Холода вынуждали короля Неэра отвести войска назад к Залуцку и Гронску, на зимовку. Эймер ждал этого дня. Передать письмо в Даргород, а тем более встретиться с богоборцем тайком, было слишком трудной задачей, пока шла осада. Но едва только варды убрали шатры, лорд Орис-Дорм послал к даргородским воротам оруженосца. Преданный юноша ни о чем не расспрашивал. Он был убежден, что исполняет важное и секретное поручение во имя короля Анвардена и Небесного Престола.
Вскоре оруженосец привез Эймеру в Гронск ответ Яромира. Богоборец ждал лорда в Даргороде и обещал ему безопасность.
Эймер чувствовал, как приближается к нему миг мученической смерти.
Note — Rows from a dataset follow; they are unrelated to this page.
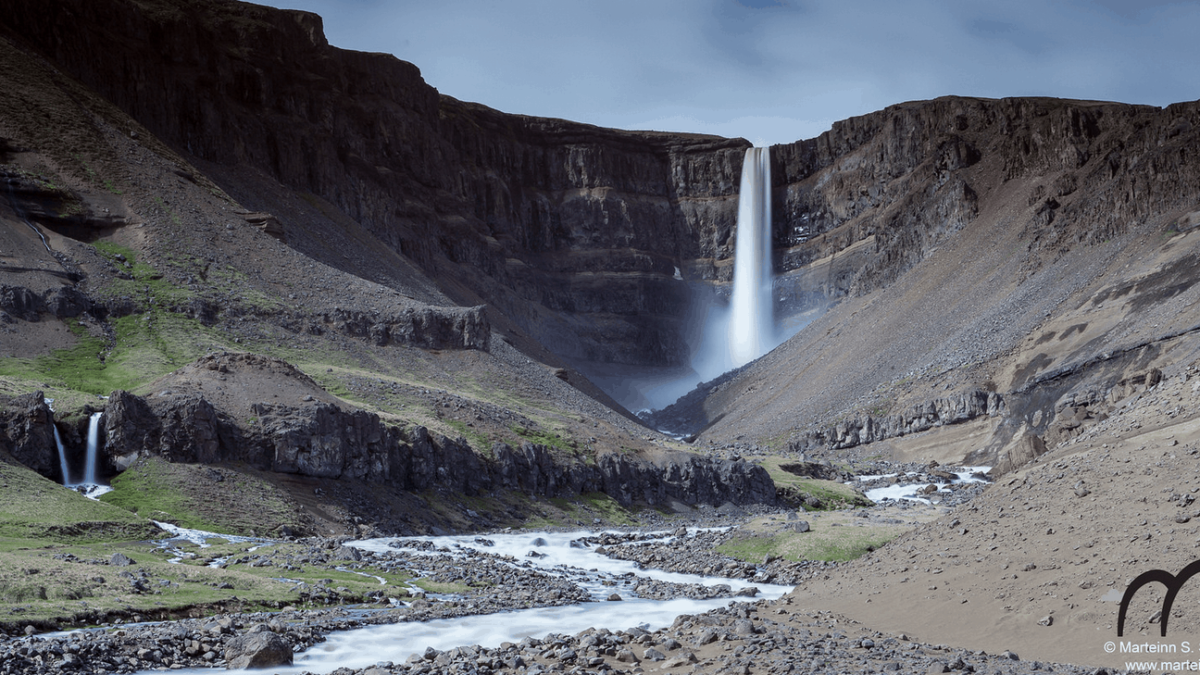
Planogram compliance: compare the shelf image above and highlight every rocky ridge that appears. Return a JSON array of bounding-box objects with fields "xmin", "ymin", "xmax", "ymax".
[{"xmin": 4, "ymin": 354, "xmax": 775, "ymax": 506}]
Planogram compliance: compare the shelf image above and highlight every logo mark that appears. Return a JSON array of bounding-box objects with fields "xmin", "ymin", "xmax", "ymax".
[{"xmin": 1117, "ymin": 560, "xmax": 1200, "ymax": 638}]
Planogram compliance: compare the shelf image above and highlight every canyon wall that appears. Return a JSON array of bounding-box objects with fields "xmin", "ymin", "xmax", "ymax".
[
  {"xmin": 9, "ymin": 0, "xmax": 1196, "ymax": 379},
  {"xmin": 0, "ymin": 392, "xmax": 775, "ymax": 506}
]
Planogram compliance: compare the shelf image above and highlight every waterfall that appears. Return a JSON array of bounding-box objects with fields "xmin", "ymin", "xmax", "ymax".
[
  {"xmin": 728, "ymin": 148, "xmax": 774, "ymax": 368},
  {"xmin": 50, "ymin": 422, "xmax": 71, "ymax": 485},
  {"xmin": 83, "ymin": 412, "xmax": 104, "ymax": 485}
]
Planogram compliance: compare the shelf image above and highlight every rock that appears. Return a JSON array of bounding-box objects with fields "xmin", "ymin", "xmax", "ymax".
[
  {"xmin": 642, "ymin": 647, "xmax": 667, "ymax": 661},
  {"xmin": 224, "ymin": 633, "xmax": 292, "ymax": 670}
]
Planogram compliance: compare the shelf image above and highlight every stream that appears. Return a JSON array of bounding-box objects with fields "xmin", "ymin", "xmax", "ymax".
[{"xmin": 169, "ymin": 531, "xmax": 792, "ymax": 674}]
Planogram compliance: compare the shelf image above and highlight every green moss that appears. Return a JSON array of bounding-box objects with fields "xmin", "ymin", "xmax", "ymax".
[
  {"xmin": 760, "ymin": 456, "xmax": 872, "ymax": 510},
  {"xmin": 716, "ymin": 537, "xmax": 779, "ymax": 562},
  {"xmin": 0, "ymin": 462, "xmax": 158, "ymax": 540},
  {"xmin": 413, "ymin": 579, "xmax": 470, "ymax": 596},
  {"xmin": 443, "ymin": 419, "xmax": 492, "ymax": 458},
  {"xmin": 101, "ymin": 456, "xmax": 302, "ymax": 534},
  {"xmin": 509, "ymin": 424, "xmax": 578, "ymax": 453},
  {"xmin": 716, "ymin": 513, "xmax": 906, "ymax": 562}
]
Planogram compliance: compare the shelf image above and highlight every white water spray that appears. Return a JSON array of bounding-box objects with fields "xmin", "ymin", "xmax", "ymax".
[
  {"xmin": 83, "ymin": 412, "xmax": 104, "ymax": 485},
  {"xmin": 728, "ymin": 148, "xmax": 774, "ymax": 368},
  {"xmin": 52, "ymin": 424, "xmax": 71, "ymax": 485}
]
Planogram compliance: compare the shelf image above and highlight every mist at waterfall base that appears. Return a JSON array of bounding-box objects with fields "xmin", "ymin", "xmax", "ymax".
[
  {"xmin": 52, "ymin": 412, "xmax": 113, "ymax": 498},
  {"xmin": 588, "ymin": 148, "xmax": 814, "ymax": 411}
]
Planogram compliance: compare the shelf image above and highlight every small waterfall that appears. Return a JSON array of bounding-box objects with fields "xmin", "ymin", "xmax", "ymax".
[
  {"xmin": 50, "ymin": 422, "xmax": 71, "ymax": 485},
  {"xmin": 83, "ymin": 412, "xmax": 104, "ymax": 485},
  {"xmin": 728, "ymin": 148, "xmax": 774, "ymax": 368}
]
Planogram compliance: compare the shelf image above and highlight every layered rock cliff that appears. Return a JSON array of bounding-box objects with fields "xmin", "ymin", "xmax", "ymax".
[
  {"xmin": 0, "ymin": 0, "xmax": 748, "ymax": 372},
  {"xmin": 0, "ymin": 354, "xmax": 775, "ymax": 506}
]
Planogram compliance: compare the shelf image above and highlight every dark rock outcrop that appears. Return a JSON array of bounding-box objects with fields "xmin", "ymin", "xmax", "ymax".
[
  {"xmin": 323, "ymin": 306, "xmax": 492, "ymax": 352},
  {"xmin": 0, "ymin": 286, "xmax": 95, "ymax": 321},
  {"xmin": 224, "ymin": 631, "xmax": 292, "ymax": 670},
  {"xmin": 788, "ymin": 390, "xmax": 1004, "ymax": 453},
  {"xmin": 91, "ymin": 384, "xmax": 775, "ymax": 506},
  {"xmin": 0, "ymin": 392, "xmax": 61, "ymax": 478}
]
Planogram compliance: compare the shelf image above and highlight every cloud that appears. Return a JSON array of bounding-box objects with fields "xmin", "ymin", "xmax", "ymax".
[{"xmin": 267, "ymin": 0, "xmax": 1200, "ymax": 143}]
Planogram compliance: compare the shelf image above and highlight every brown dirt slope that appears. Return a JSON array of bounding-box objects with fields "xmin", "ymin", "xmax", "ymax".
[{"xmin": 793, "ymin": 364, "xmax": 1200, "ymax": 669}]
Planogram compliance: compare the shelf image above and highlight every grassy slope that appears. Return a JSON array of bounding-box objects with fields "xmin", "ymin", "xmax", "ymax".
[{"xmin": 760, "ymin": 456, "xmax": 871, "ymax": 509}]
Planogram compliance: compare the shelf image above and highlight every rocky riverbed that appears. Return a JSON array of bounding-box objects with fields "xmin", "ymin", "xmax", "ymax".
[{"xmin": 0, "ymin": 461, "xmax": 1094, "ymax": 675}]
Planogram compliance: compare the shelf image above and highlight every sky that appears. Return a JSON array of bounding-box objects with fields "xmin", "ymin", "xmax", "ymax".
[{"xmin": 259, "ymin": 0, "xmax": 1200, "ymax": 145}]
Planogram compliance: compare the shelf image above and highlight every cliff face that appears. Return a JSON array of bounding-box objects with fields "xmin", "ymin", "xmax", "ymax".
[
  {"xmin": 0, "ymin": 384, "xmax": 775, "ymax": 506},
  {"xmin": 773, "ymin": 97, "xmax": 1198, "ymax": 297},
  {"xmin": 0, "ymin": 0, "xmax": 748, "ymax": 364}
]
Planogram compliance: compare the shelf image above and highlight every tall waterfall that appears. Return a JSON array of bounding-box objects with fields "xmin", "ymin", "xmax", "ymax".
[
  {"xmin": 728, "ymin": 148, "xmax": 774, "ymax": 368},
  {"xmin": 50, "ymin": 423, "xmax": 71, "ymax": 485},
  {"xmin": 83, "ymin": 412, "xmax": 104, "ymax": 485}
]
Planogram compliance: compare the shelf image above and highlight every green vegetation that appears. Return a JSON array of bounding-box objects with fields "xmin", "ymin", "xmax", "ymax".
[
  {"xmin": 760, "ymin": 456, "xmax": 871, "ymax": 510},
  {"xmin": 0, "ymin": 241, "xmax": 232, "ymax": 394},
  {"xmin": 0, "ymin": 462, "xmax": 157, "ymax": 540},
  {"xmin": 509, "ymin": 424, "xmax": 578, "ymax": 453},
  {"xmin": 521, "ymin": 492, "xmax": 641, "ymax": 530},
  {"xmin": 101, "ymin": 456, "xmax": 301, "ymax": 536},
  {"xmin": 716, "ymin": 512, "xmax": 907, "ymax": 562},
  {"xmin": 413, "ymin": 579, "xmax": 470, "ymax": 596},
  {"xmin": 442, "ymin": 419, "xmax": 492, "ymax": 458}
]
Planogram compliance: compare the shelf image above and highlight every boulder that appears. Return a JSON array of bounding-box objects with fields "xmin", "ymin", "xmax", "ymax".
[{"xmin": 224, "ymin": 632, "xmax": 292, "ymax": 670}]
Он знал, что нанесет удар – и дружинники богоборца схватят его. Прежде чем спустятся с небес сияющие вестники и повергнут Обитаемый мир во мрак, нечестивцы успеют покончить с человеком, убившим их главаря.
Потом – цепи Подземья… Вседержитель строг. Предательский удар доверившемуся – не то дело, что позволяет заслужить свет его Престола. Будут говорить: варды одолели богоборца подлым ударом. Не славная победа и справедливый суд, а отравленный кинжал стал орудием верных. В этом будет виноват Эймер из Орис-Дорма, опозоривший свой род.
«Но он заплатит мне и за ночниц, и за туман на дороге моего войска, – сказал себе лорд Орис-Дорм, осторожно набирая яд в потайной желоб кинжала; этот кинжал сделал кузнец, не знавший имени заказчика. – Я совершаю зло. Но с таким злом, как богоборец, и мое зло становится неизбежным».
Семейство Кейли спешило. Элст и Нейви под руки вели бывшего пленного. Он с трудом передвигал ноги. Ершех шел рядом с Лени.
– Ну куда ты сунулась! – распекал ее Ершех. – А если бы попала под горячую руку? Маленьким девочкам
Лени было не до его поучений. Она боялась, что варды опомнятся, вышлют погоню и схватят их всех. Зато Мышонок был счастлив:
– Ершех, ты опять с нами, вот здорово. Без тебя было паршиво!
– Я с вами, – подтвердил вор. – Если хозяйка Кейли не прогонит.
– Куда же тебя прогонишь! – фыркнула Кейли. Она слегка задыхалась и левой рукой хваталась за сердце; топор был заткнут за пояс. – Навоевался за короля, пора и снова на волю. Уф, все живы… Поседею я с вами раньше времени!
На ночлег встали только тогда, когда ушли очень далеко от места стычки. Пленник сказал, что его зовут Мирко и он всего лишь пастух из-под Звониграда.
– Дом разорили. Я бродяжничал, – упрямо твердил он.
– Нейви, нас не догонят? – спросила Лени.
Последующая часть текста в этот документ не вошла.